Save your Job and press F6 to execute it.
You can now open the Excel file containing the result of the preparation
applied on your data from the MySQL database.

Using the tDataprepRun component to dynamically select a
preparation at runtime according to the input

This scenario applies only to a subscription-based Talend solution.

The tDataprepRun component allows you to reuse an existing preparation
made in Talend Data Preparation, directly in a data
integration, Spark Batch or Spark Streaming Job. In other words, you can operationalize the
process of applying a preparation to input data with the same model.

By default, the tDataprepRun component retrieves
preparations using their technical id. However, the dynamic preparation selection feature
allows you to call a preparation via its path in Talend Data Preparation. Through the use of the Dynamic
preparation selection check box and some variables, it is then possible to
dynamically select a preparation at runtime, according to runtime data or metadata.

In case you wanted to operationalize preparations in a Talend Job using the regular preparation selection
properties, you would actually need several Jobs: one for each preparation to apply on a
specific dataset. By retrieving the correct preparation according to the input file name, you
will be able to dynamically run more than one preparation on your source data, in a single
Job.

The following scenario creates a Job that:

Scans the content of a folder containing several datasets
Creates a dynamic path to your CSV files
Dynamically retrieves the preparations according to the input file name and
applies them on the data
Outputs the prepared data into a Redshift database

In this example, .csv datasets with data from two of your
clients are locally stored in a folder called customers_files. Each of
your clients datasets have their specific naming convention and are stored in dedicated sub
folders. All the datasets in the customers_files folder have identical
schemas, or data model.

A customers folder has also been created in Talend Data Preparation, containing two preparations. These two
distinct preparation are each aimed at cleaning data from your two different customers.

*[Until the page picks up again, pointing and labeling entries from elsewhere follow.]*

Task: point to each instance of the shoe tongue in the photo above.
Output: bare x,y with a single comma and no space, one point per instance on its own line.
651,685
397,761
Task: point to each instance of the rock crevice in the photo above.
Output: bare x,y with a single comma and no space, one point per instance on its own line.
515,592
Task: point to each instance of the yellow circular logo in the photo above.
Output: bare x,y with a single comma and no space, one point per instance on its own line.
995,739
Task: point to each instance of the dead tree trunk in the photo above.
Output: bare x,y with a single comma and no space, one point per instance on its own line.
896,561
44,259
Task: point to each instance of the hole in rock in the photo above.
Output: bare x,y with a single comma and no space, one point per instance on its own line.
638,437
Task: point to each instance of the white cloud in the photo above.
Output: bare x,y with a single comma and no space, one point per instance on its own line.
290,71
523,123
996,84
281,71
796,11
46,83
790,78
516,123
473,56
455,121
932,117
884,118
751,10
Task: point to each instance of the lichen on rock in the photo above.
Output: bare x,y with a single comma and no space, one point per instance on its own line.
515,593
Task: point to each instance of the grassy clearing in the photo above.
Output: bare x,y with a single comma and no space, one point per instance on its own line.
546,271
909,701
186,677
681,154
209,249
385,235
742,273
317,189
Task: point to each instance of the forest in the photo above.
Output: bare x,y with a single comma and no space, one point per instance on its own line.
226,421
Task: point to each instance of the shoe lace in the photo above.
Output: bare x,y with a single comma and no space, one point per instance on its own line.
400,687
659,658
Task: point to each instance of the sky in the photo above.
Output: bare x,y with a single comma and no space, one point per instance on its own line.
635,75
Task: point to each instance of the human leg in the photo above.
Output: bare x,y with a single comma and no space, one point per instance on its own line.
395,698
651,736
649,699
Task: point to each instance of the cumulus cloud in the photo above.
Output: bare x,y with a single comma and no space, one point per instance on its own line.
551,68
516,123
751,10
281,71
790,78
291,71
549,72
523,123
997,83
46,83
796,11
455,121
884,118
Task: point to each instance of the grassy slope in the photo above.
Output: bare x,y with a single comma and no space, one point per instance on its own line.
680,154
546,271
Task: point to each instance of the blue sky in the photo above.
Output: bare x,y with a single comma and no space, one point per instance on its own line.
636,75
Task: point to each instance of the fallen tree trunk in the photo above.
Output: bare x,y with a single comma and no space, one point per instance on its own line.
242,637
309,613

The purpose of customer_1_preparation for example is to isolate a
certain type of email addresses, while customer_2_preparation aims at
cleansing invalid values and formatting the data. In this example, the preparations names are
based on the two sub folders names customer_1 and
customer_2, with _preparation as suffix.

Just like the input schema that all four dataset have in common, all of your output data must
also share the same model. For this reason, you cannot have one preparation that modifies the
schema by adding a column for example, while the other does not.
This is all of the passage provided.